Physical characteristics
- • location: Near Madh in the Ajantha ranges, Buldhana district, Maharashtra, India
- • location: Near Wadha village, Chandrapur taluka, Chandrapur district, Maharashtra, India
- Length: 495 km (308 mi)

Basin features
- • left: Adan, Kas, Arunavati, Kayadhu, Pus Rivers

= Painganga River =

The Painganga River (also known as the Penganga River) is the chief river of the Buldhana district, Hingoli district, Nanded district, Yavatmal district, Chandrapur district and Washim district in the Maharashtra state in India. It flows along the southeast boundaries of the district in a winding, meandering course. It is deeply entrenched and difficult to navigate. It rises in the Ajantha range and is a major tributary of the Wardha River, the other major river in the district. It is also divided Marathwada and Vidarbha near Umarkhed and Himayatnagar.

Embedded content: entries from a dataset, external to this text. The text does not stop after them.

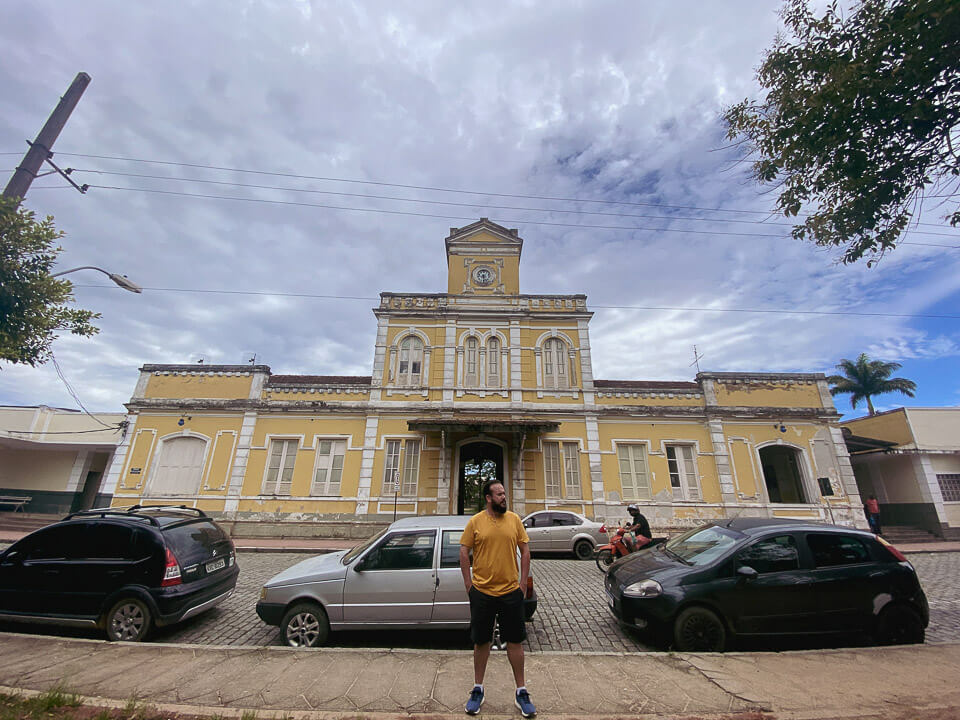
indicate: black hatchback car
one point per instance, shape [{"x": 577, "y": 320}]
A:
[
  {"x": 761, "y": 576},
  {"x": 122, "y": 570}
]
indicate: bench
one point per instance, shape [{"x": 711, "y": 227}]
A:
[{"x": 16, "y": 501}]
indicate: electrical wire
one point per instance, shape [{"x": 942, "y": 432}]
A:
[
  {"x": 583, "y": 226},
  {"x": 394, "y": 198},
  {"x": 115, "y": 428},
  {"x": 854, "y": 313},
  {"x": 73, "y": 393},
  {"x": 417, "y": 187}
]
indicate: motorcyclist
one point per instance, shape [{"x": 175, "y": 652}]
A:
[{"x": 638, "y": 525}]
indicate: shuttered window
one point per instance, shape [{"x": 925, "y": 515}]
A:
[
  {"x": 683, "y": 472},
  {"x": 561, "y": 469},
  {"x": 283, "y": 456},
  {"x": 180, "y": 467},
  {"x": 326, "y": 478},
  {"x": 470, "y": 363},
  {"x": 411, "y": 362},
  {"x": 493, "y": 362},
  {"x": 403, "y": 457},
  {"x": 555, "y": 370},
  {"x": 634, "y": 476}
]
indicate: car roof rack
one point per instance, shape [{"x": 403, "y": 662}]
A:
[{"x": 142, "y": 511}]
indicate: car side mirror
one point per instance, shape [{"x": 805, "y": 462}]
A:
[{"x": 745, "y": 572}]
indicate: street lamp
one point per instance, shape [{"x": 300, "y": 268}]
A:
[{"x": 120, "y": 280}]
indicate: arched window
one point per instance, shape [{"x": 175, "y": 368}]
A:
[
  {"x": 411, "y": 362},
  {"x": 555, "y": 368},
  {"x": 180, "y": 466},
  {"x": 470, "y": 362},
  {"x": 493, "y": 362}
]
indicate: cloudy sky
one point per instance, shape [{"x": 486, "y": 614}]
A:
[{"x": 369, "y": 129}]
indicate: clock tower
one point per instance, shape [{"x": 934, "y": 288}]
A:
[{"x": 483, "y": 259}]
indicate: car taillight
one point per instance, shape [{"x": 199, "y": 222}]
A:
[
  {"x": 892, "y": 550},
  {"x": 171, "y": 573}
]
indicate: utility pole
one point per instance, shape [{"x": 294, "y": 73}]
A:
[{"x": 41, "y": 149}]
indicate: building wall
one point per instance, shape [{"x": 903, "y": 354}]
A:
[
  {"x": 725, "y": 418},
  {"x": 935, "y": 428}
]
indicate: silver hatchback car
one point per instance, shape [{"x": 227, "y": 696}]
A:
[
  {"x": 562, "y": 531},
  {"x": 407, "y": 576}
]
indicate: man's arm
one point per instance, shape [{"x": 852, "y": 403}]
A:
[
  {"x": 524, "y": 565},
  {"x": 465, "y": 567}
]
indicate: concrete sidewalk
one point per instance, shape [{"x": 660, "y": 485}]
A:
[{"x": 876, "y": 683}]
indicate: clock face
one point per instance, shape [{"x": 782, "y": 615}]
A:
[{"x": 483, "y": 276}]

There is a small railway station named after the river in the Washim district.

==River course==
The total length of the river is 495 km. The Painganga River originates Near Madh in the Ajantha ranges in Buldhana districtin Maharashtra. It then flows through Buldhana district and Washim district. It flows through Risod Tehsil of Washim where it gets Kas river as the tributary near Shelgaon Rajgure village and then flows through the border of Washim and Hingoli district. Then it acts as a boundary between Yavatmal district, Chandrapur district and Nanded district of Maharashtra. It then flows along the state border between Maharashtra and Telangana. It converges with Pus river near Mahur in Nanded. The small Vidarbha river merged with Painganga river. Near old Sangameshwar Temple
at village Deurwada near Wani Taluka of Yavatamal district and Kodsi bujruk village in Korpana taluka of Chandrapur district. There is an old Lord Shiva temple at Jugad near Wani city of Yavatmal the river converges as an island. Every year at Guru Purnima in the November month, devotees from other places visit for worship. Penganga converges into Wardha River near a small village called Wadha in Chandrapur taluka of Chandrapur district.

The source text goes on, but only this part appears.